I couldn't resist these lovely dianthus
The final step is to mulch all the beds, and that’s what I’ve been working on lately. So far this summer, gardening has been my creative outlet. Deciding where best to plant each new perennial is definitely an exercise in good design and color balance.
Last Friday was Farrier day at the barn, a much welcome visit as Scottie’s feet had become very long. Fortunately, they stayed fairly balanced front to back so weren’t putting an added strain on his torn flexor tendon. It was a hot day, and Shelley set up the sprinkler in the arena to cool the horses. She also set up two fans for the farrier. When Scottie was all done, I turned him out in the arena, and he walked back and forth at the edge of its range getting squirted each time it went around. I think he was looking for the spot where it would spray on him continually. This is the horse who doesn’t like baths and hates being sprayed in the face! He could easily have moved out of range but clearly chose not to do so.

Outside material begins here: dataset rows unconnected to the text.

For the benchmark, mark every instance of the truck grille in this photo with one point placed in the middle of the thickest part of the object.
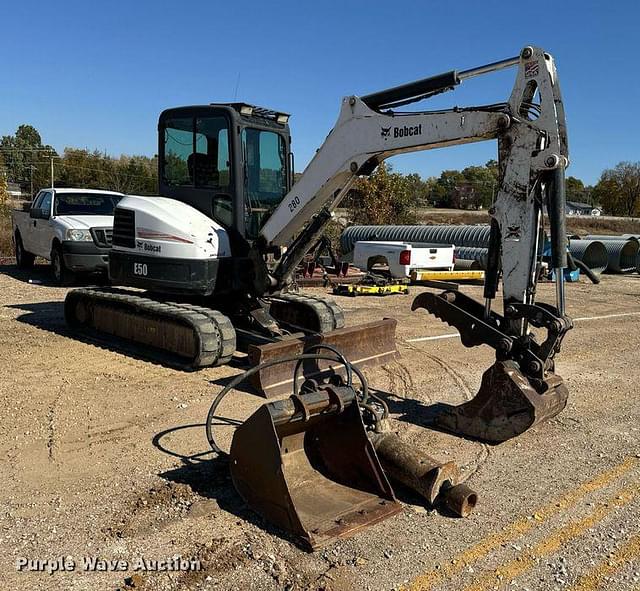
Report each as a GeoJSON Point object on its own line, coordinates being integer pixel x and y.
{"type": "Point", "coordinates": [102, 236]}
{"type": "Point", "coordinates": [124, 228]}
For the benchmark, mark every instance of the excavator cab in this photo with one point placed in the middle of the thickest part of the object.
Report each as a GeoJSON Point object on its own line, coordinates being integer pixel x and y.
{"type": "Point", "coordinates": [230, 161]}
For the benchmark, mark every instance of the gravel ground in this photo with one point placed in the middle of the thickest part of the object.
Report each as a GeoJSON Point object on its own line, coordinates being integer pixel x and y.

To my great relief, Scottie has been doing wonderfully on our trail rides and hasn’t shown any signs of lameness after the rides. He seems to enjoy them as much as I do although he definitely speeds up when he knows we’re on our way back to the barn. On one recent ride, I let him pick his own direction when we came to another trail off of the one we were on. We’ve never been on that trail before, but he seemed interested and left the other horses to find out where it went. We went quite a ways before I stopped him and turned him back. He did it again when we came to another trail. One of these days I’ll let him go and see how long it takes him to realize that he’s all by himself without the herd to protect him. I might be in for a wild ride after that!